Saturday, December 12, 2009

Post op

Do you ever feel a bit freakish? You know, a little different from the crowd. Like you wore red on brown day? Well, I don't feel freakish, I am freakish. I have a regular family. One wife. A girl and a boy. I work a normal job. Construction pays my bills. I'm a regular dude...with electronics poking out of his head. But oddly this has never bothered me and probably never will. I'll admit I get a bit of a kick out of people staring at me while I'm checking out at the store. In my case, being a freak is a good thing. (what ever happened to Martha Stewart?)

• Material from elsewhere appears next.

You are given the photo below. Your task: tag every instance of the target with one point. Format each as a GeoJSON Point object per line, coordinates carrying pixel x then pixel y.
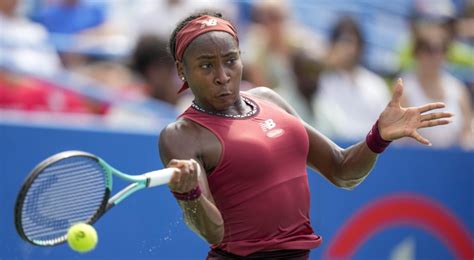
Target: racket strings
{"type": "Point", "coordinates": [68, 191]}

So...I started to lose my hearing around age 13. No known cause. Nerve damage. I'm just one of those lucky bastards that wins one of life's lotteries every now and then. I've worn just about every type of hearing aid at one time or another...they range from tiny to "oh my lord"! Around my mid 20's my ears broke more than a normal aid could fix. Fear not....they've got an app for that. So I got implanted with my first CI (cochlear implant) in April of 2006. With a little rehab (my wife tirelessly reading words to me) I was back to talking on the phone and being a sarcastic pain in everyones butt in no time.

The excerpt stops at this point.